The guides I write will almost universally be using the command line for the examples. There is an advantage to the command line for guide writers in that it’s much easier to give repeatable instructions, and give sample output than with a graphical environment. Describing which buttons and in what sequence a set of operations should be performed just gets in the way of the information.

Another important advantage to becoming familiar with the command line is that you can administer a remote system with a program called ssh. ssh is short for secure shell. It’s power is most easily shown with an example.
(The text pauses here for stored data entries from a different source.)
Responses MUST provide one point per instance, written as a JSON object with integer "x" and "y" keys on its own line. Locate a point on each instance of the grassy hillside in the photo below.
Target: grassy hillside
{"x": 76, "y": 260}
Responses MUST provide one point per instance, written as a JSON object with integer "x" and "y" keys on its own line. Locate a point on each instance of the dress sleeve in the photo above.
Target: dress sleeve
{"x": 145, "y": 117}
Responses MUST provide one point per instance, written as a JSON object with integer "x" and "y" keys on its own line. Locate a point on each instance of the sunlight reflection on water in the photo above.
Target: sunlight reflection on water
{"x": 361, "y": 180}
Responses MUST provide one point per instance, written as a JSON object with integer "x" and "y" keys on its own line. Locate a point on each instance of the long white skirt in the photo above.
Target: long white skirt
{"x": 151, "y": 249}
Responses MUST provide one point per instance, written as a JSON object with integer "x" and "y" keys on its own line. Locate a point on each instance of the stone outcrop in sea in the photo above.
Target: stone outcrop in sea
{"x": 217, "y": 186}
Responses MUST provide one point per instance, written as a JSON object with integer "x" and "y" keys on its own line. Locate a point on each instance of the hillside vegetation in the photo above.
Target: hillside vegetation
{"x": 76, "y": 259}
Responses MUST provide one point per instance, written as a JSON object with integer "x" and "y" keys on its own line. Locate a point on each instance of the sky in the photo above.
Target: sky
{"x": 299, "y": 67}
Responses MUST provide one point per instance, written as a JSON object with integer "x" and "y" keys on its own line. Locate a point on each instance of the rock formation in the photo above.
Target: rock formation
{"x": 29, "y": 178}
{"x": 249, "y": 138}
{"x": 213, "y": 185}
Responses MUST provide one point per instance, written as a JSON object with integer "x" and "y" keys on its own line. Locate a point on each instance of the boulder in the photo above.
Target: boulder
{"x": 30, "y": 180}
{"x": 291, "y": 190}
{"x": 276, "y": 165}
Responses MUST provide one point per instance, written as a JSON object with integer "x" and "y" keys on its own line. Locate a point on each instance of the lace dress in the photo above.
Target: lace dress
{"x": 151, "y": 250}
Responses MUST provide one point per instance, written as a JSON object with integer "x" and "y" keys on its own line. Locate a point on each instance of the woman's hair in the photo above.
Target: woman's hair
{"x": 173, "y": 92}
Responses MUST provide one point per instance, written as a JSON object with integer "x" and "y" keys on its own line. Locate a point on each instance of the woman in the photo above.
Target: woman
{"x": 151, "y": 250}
user@host:/etc/init.d$ ssh someotherhost
The authenticity of host 'host (192.168.1.1)' can't be established.
RSA key fingerprint is 3c:71:ac:13:5f:f6:04:2b:a0:c7:2a:b5:56:4e:ce:fd.
Are you sure you want to continue connecting (yes/no)? yes
Warning: Permanently added 'host,192.168.1.1' (RSA) to the list of known hosts.
Password: 

user@someotherhost:~$ 

This was the first connection, so we get a warning about recording a new host fingerprint; we won’t see this for subsequent connections, and the recorded fingerprint will be automatically compared with the remote fingerprint to prevent man-in-the-middle attacks. We supply a remote host to connect to, and are asked for a password. What has happened though? ssh has established an encrypted connection from our system (host) to a different system (someotherhost), that let us type in our password without the possibility that it could be captured by someone monitoring the network, and then over that authenticated, encrypted connection, ssh runs bash. The power of this is subtle: we have a command line from the remote machine — anything we can do on our local command line, we can now do on the remote command line. Supplying a command line is very low bandwidth, so this can be done over the worst of connections.
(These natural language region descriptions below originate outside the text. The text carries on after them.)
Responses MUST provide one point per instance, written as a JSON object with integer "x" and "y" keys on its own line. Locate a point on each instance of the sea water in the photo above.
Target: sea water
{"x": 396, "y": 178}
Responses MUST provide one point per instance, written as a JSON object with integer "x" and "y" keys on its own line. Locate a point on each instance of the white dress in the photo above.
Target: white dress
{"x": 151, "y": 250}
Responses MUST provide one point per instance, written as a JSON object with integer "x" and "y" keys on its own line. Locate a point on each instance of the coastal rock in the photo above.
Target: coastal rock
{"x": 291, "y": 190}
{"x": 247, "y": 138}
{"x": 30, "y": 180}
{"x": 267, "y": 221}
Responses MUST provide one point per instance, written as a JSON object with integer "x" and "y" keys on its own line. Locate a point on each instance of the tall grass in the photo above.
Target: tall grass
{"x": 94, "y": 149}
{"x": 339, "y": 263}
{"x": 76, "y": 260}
I use exactly this facility to look after my family’s computers, and to administer a VPS (virtual private server) I hire. Being able to use a command line, and hence a VPS gives me access (for a price comparable to simple web hosting services) to a very powerful machine, with lots of bandwidth and the ability to install whatever server software I might choose. If you rely on graphical interfaces, you are stuck with whatever your hosting provider feels like giving you both in services and in browser-based management interfaces.

If you want to do any programming on a Linux system, you will gain an enormous advantage by not being afraid of the command line (it’s almost a prerequisite in fact).

There is more to say about command lines; the above is nothing more than an introduction to the concept; and an explanation for where it is useful.